Well, it’s not the fear of losing the Internet…
it’s more about having the option of downgrading to the old version if something is broken in the new one

Why would it be?

That case doesn’t seem to be handled well.

I have more.

But:
the thread has progressed much since my initial response.

It’ll be difficult to keep all the suggestions and opinions apart in a sensible way.

For reliability:
you should use pacman throughout and from the start

and:
make clear that your AUR helper is not pamac, but yay instead

There is no intelligence in “Artificial Intelligence” (AI).

No - there really isn’t.

Just try to reason with it …

true but at the same time keeping an older package can be dangerous ,script can be modified to be interactive regarding deleting cache or any other part

pacman db lock is a possibility so the script gives you all available options ,wait for the lock to be lifted or delete it and proceed or exit and handle it manually

dont i state in the original post that i use yay? and why it is wrong to run yay after pacman to handle normal and aur updates ?

it is
with pamac

not so much with pacman

… if there is a lock - why and how would you expect it “to be lifted”?
… with time …

You do.

It may not be “wrong”, it’s just inconsistent.
You use pamac.
You use pacman.
You use yay.

… It’s just a mess - IMO

Use your intelligence - don’t transfer it to AI.

pamac runs in the background in every manjaro system and searches for updates every x hours so pacman db lock is a possibility which can be lifted when pamac finishes updates if someone set it to auto or in case previous pacman updates (in script) haven’t finished somehow

my script uses pacman first for a full system update and then yay for a full system update as a fail-safe and aur upates

i dont use pamac in my script

i asked for harsh critique so your mess evaluation is fine by me

as i said core functionality and decisions in the code are mine ,ai does what i ask it to do and with a lot and i mean a lot manual intervention and editing

not true
there is a regular check for available updates by default, yes
But: it can be disabled or the frequency changed.

I’m sorry - indeed you do not.

good - I mean no disrespect

that is a very ambiguous statement

still:

You wanted to be criticized
Harshly, even … which I don’t think I have done.

I may just be too stupid to understand the utility and workings of your script …

if in script pacman updates havent finished somehow (nearly impossible) or pamac performs updates in the background if set to auto ,or in case of a failed or interrupted previous update ,there might be a pacman db lock ,so in these occurrences i want to be able to choose what to do with the lock and the script provides every possible option
i must add that db lock routine runs only if a db lock is detected

ambiguous statement why? i provided ai with my core script and asked to make specific changes or add specific functionality and i always strictly instruct it to not change anything else (it does some times) and list me all changes, i review its proposals but all the decisions are mine

no i dont think you are stupid or harsh ,i consider all your comments

the script just asks sudo password ,maintains it during the whole duration of the script ,gives you choices in case of something goes south or not expected and updates the whole complete system and house-keeps at the end ,i wanted a worry free easy update script and i think it accomplishes it to a degree

I was just writing a polite and comprehensive response.

Then the “System” decided to wanting to “re load” - and I lost all of what I wrote.

I should have known better.
Indeed: I did.
And I still did it, this time. …

I’m not going to re-create it.
Not today.

I always do my writing in an external editor - then just copy/paste to here.
This time I didn’t - and was taught to really always do what I nearly always do.

So:
I disagree with no explanation …

Me personally…i would not over-automate on a rolling arch based distro.
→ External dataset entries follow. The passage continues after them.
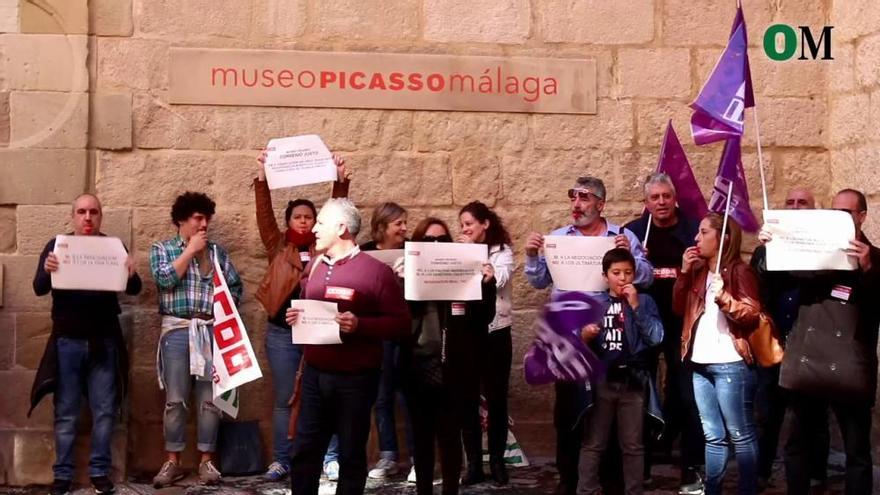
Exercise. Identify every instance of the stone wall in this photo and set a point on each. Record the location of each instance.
(84, 107)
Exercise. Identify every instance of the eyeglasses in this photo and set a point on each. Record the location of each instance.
(581, 194)
(437, 238)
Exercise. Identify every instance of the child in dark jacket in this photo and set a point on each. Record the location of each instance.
(630, 326)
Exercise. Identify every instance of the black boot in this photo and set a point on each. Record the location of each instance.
(499, 471)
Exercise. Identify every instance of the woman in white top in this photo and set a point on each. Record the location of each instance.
(720, 310)
(480, 224)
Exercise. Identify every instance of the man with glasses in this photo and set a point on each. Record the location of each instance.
(831, 356)
(587, 199)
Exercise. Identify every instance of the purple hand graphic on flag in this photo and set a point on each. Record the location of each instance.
(730, 169)
(720, 107)
(674, 163)
(558, 354)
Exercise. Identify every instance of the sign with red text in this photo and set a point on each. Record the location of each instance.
(382, 80)
(234, 360)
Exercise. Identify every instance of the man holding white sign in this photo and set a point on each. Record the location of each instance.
(587, 199)
(85, 347)
(183, 268)
(340, 381)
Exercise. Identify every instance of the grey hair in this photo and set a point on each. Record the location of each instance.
(592, 184)
(655, 178)
(351, 217)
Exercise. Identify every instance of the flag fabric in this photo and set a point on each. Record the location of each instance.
(730, 170)
(719, 109)
(558, 353)
(674, 163)
(233, 357)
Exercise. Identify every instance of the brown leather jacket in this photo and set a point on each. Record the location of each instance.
(285, 266)
(739, 301)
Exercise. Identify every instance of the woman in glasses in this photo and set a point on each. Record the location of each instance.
(288, 252)
(479, 224)
(388, 230)
(440, 363)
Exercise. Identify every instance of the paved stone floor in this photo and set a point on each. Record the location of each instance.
(539, 478)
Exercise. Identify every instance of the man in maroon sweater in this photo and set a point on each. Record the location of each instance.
(340, 382)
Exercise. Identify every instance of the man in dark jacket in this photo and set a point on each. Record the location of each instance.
(831, 356)
(670, 233)
(84, 353)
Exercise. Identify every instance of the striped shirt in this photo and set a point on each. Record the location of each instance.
(193, 294)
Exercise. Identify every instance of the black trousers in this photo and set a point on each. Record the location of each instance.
(854, 420)
(494, 372)
(436, 414)
(333, 403)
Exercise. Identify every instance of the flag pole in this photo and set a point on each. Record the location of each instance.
(724, 228)
(760, 156)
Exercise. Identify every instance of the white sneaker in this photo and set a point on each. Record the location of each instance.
(331, 469)
(384, 468)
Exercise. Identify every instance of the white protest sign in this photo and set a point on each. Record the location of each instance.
(443, 271)
(90, 262)
(575, 262)
(233, 357)
(387, 256)
(316, 323)
(299, 160)
(809, 240)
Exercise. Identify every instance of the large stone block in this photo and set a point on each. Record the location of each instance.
(379, 178)
(641, 69)
(198, 22)
(49, 120)
(110, 17)
(125, 63)
(867, 61)
(849, 120)
(476, 176)
(505, 133)
(9, 16)
(120, 178)
(55, 16)
(111, 121)
(41, 176)
(597, 21)
(366, 20)
(44, 62)
(31, 332)
(7, 229)
(480, 21)
(611, 127)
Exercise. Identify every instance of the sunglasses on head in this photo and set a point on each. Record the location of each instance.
(437, 238)
(581, 194)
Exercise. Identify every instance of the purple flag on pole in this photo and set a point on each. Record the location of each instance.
(730, 169)
(558, 354)
(674, 163)
(719, 108)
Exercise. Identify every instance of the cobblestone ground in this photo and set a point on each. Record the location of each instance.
(539, 478)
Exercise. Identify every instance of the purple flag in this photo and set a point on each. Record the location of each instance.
(558, 354)
(674, 163)
(719, 108)
(730, 169)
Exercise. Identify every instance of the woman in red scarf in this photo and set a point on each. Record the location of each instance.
(288, 252)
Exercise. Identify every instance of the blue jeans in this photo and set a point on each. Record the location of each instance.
(389, 390)
(98, 380)
(284, 358)
(178, 384)
(725, 393)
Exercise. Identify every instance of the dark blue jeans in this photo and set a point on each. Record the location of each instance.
(76, 376)
(284, 357)
(389, 391)
(725, 394)
(333, 402)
And would also not trust ai to write decent code - generative ai is notoriously bad at doing that, because it just statistically summarizes stackoverflow…and the questions and errors and bad advice is abundant there.

For example, why the -Syyu everytime?

But it has some good ideas. If it works for you, why not. But i wouldn’t advice novice users to use scripts without understanding what those do. Just my 2 cents.